Iceland 2.26: Eldgjá

Eldgjá is an enormous volcanic fissure, formed in the year 934, which is 8km long, 400m wide and 150m deep.  It is part of a much larger eruptive fissure - over 75km long - which extends all the way to the Katla volcano.  Eldgjá itself is part of the Vatnajökull national park, and as such it is looked after by resident park rangers during the summer months.  There were two there when we visited, and they told us it had rained every day since they arrived.



It was raining on the day we visited too, but there was a break in the clouds so we decided to walk up the valley to have a look at the waterfall.  Before doing so we investigated one of the many volcanic vents in the area, which turned out to be pretty deep with snow at the bottom.

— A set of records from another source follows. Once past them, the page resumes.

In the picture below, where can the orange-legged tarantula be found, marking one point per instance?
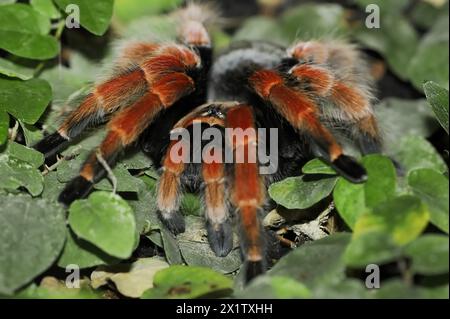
(305, 92)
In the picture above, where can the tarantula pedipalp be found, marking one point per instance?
(304, 92)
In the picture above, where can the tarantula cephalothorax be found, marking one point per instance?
(306, 92)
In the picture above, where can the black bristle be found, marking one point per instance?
(253, 269)
(220, 238)
(50, 144)
(173, 221)
(350, 169)
(77, 188)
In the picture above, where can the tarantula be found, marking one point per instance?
(308, 93)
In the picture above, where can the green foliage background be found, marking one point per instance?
(400, 222)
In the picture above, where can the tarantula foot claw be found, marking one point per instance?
(220, 238)
(253, 269)
(77, 188)
(174, 221)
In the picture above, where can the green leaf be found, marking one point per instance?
(272, 287)
(125, 181)
(348, 288)
(430, 62)
(32, 134)
(301, 192)
(191, 205)
(28, 106)
(171, 249)
(353, 200)
(144, 206)
(26, 154)
(5, 2)
(127, 11)
(429, 254)
(317, 166)
(21, 17)
(51, 288)
(32, 236)
(154, 29)
(105, 220)
(131, 280)
(371, 248)
(46, 7)
(19, 167)
(438, 99)
(424, 14)
(23, 32)
(52, 187)
(11, 69)
(400, 118)
(414, 152)
(94, 15)
(381, 179)
(401, 218)
(4, 126)
(397, 47)
(313, 21)
(432, 188)
(183, 282)
(200, 254)
(385, 7)
(315, 263)
(83, 254)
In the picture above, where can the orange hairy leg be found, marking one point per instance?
(164, 88)
(94, 108)
(247, 191)
(303, 114)
(175, 161)
(220, 233)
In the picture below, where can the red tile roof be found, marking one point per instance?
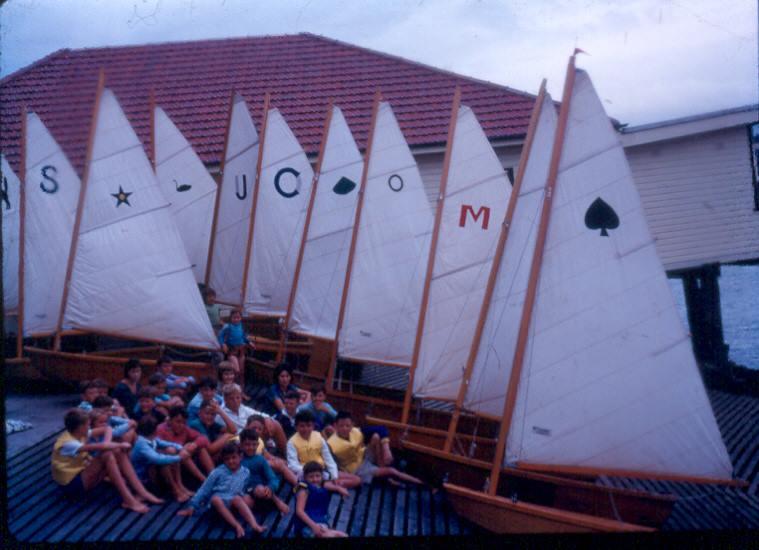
(192, 81)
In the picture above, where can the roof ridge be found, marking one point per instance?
(420, 64)
(19, 72)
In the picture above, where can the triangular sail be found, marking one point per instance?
(188, 187)
(384, 297)
(284, 190)
(51, 195)
(325, 257)
(230, 239)
(476, 197)
(10, 189)
(131, 275)
(609, 380)
(492, 366)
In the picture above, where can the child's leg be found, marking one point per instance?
(224, 512)
(127, 471)
(112, 467)
(247, 515)
(349, 481)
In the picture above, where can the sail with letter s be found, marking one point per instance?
(392, 245)
(51, 195)
(609, 380)
(476, 196)
(131, 276)
(189, 188)
(316, 305)
(284, 189)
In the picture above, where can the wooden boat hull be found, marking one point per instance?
(72, 368)
(502, 515)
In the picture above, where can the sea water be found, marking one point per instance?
(739, 294)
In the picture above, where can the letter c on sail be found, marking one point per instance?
(244, 194)
(278, 187)
(54, 187)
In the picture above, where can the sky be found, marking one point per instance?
(650, 60)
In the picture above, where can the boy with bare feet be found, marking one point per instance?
(225, 487)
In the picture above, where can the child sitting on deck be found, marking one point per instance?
(353, 456)
(148, 461)
(206, 392)
(175, 430)
(258, 423)
(263, 483)
(215, 425)
(308, 445)
(175, 385)
(76, 471)
(286, 417)
(226, 487)
(234, 343)
(312, 503)
(324, 413)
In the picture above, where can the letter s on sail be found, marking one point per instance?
(52, 189)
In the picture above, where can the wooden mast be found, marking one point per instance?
(254, 203)
(306, 225)
(433, 251)
(223, 164)
(21, 232)
(532, 285)
(352, 249)
(494, 269)
(79, 209)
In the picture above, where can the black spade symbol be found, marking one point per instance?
(601, 216)
(344, 186)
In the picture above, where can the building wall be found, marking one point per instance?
(696, 191)
(698, 196)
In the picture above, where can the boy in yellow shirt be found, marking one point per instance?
(354, 457)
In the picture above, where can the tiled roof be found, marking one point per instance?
(192, 82)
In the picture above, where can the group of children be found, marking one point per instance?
(150, 438)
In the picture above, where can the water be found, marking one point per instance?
(739, 292)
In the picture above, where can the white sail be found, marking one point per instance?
(385, 292)
(609, 377)
(236, 197)
(131, 274)
(492, 366)
(52, 195)
(9, 203)
(325, 257)
(474, 206)
(189, 188)
(283, 194)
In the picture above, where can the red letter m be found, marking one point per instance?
(484, 211)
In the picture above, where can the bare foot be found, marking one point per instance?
(136, 507)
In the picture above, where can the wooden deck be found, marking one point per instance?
(39, 512)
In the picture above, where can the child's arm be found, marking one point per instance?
(300, 510)
(335, 488)
(329, 462)
(292, 459)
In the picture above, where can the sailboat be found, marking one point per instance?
(127, 273)
(582, 356)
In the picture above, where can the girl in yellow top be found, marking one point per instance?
(354, 457)
(307, 445)
(76, 471)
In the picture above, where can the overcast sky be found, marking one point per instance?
(649, 59)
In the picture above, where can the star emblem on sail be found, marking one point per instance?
(147, 291)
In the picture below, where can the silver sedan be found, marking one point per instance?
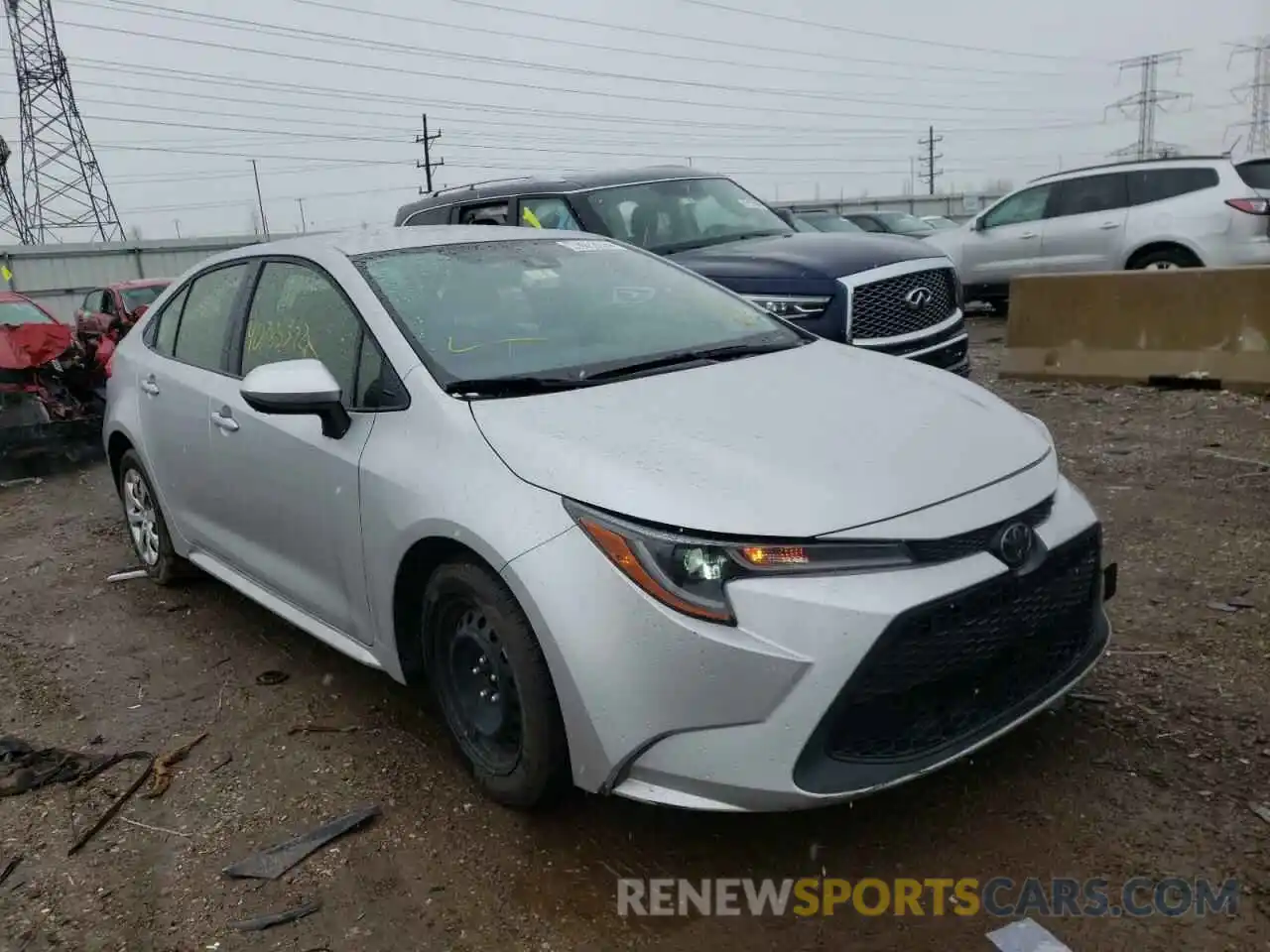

The valley started off fairly wide, but with very steep sides.  It began to narrow as we approached the waterfall, and there was evidence of volcanic activity absolutely everywhere.  This included the same bright red "house brick" formation we had observed when visiting Krafla.









Eventually we reached the waterfall, which was well worth the effort expended in getting there.  Some hardy souls decided to cross the river and climb up the waterfall itself, but since we still had quite a distance to drive we decided to stay on the valley floor.  The views were still pretty good, and enhanced by the dark, brooding sky.





I had just enough time to take a handful of "big stopper" shots, which had the inevitable effect of smoothing both the water and the sky.  My feeling is that the filter has actually removed some of the menace from the location, so on the whole I prefer the unfiltered shots in this instance.  I'm sure other people will disagree, however.




It was a very long, hard and bumpy drive across as we headed towards the coast, and there were far more rivers to ford than we'd met when crossing the Sprengisandur.  Eventually, as we descended off the highlands, we could see that it was very hazy in the distance - the effect of a sandstorm over the Skeiðarársandur.  At Grof we found a small church with a graveyard, and it was mandatory to stop and have a look.  There was no time to go inside, unfortunately.



By now we had hit "brown" roads (normal, gravel tracks which can be used by all car types), which showed that we were getting close to civilisation.  It wasn't long before we were driving on "red" roads (with the luxury of tarmac), and very soon we had joined route 1 just west of Kirkjubæjarklaustur.  That was the end of our serious highland driving experience, and it was something I wouldn't have missed for the world.